5.4.2 Procedure for existing customers

Customers do not, however, always actively order a newsletter. Competition law[3] also allows emails to be sent for advertising purposes to existing customers without their explicit consent – see also Chapter 2.5.

However, this legal basis does not justify tracking measures. This still requires separate consent under data protection law. Companies, therefore, have the following options:

  • Obtain this consent directly during the ordering process. In this case, however, the receipt of the newsletter must actually be voluntary. The users must, therefore, actively click on a box and, alternatively, be able to order the goods without the newsletter. However, there is a risk that existing customers will not receive the newsletter.
  • Subsequently send an email to existing customers asking for their consent to receive newsletters on similar goods and services.
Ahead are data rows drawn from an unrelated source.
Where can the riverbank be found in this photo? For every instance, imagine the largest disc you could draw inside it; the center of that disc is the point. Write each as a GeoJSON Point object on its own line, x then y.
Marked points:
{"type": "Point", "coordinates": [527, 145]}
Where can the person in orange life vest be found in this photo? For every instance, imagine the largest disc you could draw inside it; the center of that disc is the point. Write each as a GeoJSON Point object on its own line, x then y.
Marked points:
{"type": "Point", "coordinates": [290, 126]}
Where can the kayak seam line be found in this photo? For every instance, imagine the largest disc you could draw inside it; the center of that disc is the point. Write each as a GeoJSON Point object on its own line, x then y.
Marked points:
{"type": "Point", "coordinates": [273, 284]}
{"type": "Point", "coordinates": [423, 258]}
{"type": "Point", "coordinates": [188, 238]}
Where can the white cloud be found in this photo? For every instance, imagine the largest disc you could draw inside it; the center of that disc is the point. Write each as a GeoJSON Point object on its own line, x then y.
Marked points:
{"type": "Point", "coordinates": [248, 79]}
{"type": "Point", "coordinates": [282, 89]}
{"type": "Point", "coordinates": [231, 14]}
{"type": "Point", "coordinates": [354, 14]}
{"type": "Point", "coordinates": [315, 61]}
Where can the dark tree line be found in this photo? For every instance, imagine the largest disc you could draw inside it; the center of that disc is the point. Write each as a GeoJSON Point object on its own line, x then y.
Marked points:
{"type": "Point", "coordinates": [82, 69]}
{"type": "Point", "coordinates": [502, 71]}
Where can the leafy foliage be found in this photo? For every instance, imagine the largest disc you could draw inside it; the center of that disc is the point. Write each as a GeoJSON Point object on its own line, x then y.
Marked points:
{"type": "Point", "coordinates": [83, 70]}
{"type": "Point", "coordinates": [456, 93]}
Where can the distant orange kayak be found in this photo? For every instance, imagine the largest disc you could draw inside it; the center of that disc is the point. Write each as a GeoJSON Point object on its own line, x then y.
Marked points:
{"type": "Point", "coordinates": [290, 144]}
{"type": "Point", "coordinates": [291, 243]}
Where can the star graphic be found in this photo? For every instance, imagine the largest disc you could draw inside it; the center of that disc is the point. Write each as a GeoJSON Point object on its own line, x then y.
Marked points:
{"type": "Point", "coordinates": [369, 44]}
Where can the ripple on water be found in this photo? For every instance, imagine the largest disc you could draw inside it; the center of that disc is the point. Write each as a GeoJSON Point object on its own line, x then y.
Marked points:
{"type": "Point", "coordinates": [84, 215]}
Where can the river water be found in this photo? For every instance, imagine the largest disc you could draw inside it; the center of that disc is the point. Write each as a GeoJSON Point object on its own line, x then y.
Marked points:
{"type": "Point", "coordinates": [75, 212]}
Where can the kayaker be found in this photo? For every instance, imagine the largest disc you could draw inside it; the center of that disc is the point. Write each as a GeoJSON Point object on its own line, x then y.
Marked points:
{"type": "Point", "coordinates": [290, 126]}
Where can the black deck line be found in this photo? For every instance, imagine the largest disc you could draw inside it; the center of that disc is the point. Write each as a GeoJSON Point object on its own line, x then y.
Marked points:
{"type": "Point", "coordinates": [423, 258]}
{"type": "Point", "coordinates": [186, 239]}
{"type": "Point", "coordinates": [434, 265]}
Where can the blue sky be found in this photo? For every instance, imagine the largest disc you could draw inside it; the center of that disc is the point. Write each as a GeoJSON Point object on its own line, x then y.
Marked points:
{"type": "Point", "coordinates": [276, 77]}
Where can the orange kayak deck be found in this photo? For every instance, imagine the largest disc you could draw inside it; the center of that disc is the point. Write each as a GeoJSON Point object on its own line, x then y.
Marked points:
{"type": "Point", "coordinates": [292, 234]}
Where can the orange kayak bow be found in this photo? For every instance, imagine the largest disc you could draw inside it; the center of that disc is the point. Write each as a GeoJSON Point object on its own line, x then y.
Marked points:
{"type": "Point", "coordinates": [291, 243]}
However, there is a risk that customers will unsubscribe from the newsletter.
  • Waive the separate consent in favour of a fuller list of recipients for your newsletter. However, companies must then also dispense with any tracking of the newsletters sent to existing senders. These persons must be transferred to a separate list of recipients for whom all tracking measures are deactivated.

[3] This is in line with the requirements of Art. 13(2) of the ePrivacy Directive 2002/58/EC of the European Parliament and of the Council of 12.07.2002 and the national transpositions, which in Germany entails Section 7(3) German Act against Unfair Competition (UWG).

5.5 Consequences of disregarding the consent obligation

Companies that track newsletters should adhere to these guidelines. Because in the event of a breach, several consequences may apply in parallel:

  • GDPR fines by data protection authorities:
    You can be fined up to 4% of the previous year’s turnover or 20 million Euro (whichever is higher) under Art. 83(5) of the GDPR.
  • Warning letters under competition law:
    Competitors or consumer or competition associations could also issue warnings against unlawful newsletter practices.
  • Injunctive relief and compensation damages from newsletter recipients:
    Newsletter recipients can demand injunctive relief and the associated reimbursement of the lawyer’s warning fees. They may also be entitled to non-material damage compensation pursuant to Art. 82(1) of the GDPR.

5.6 Summary

Consent is almost always required for tracking and profiling, at least if the data is either personal data or if the user’s end device is accessed. Strict compliance with the legal conditions should be ensured; otherwise, there will be a risk of serious legal consequences.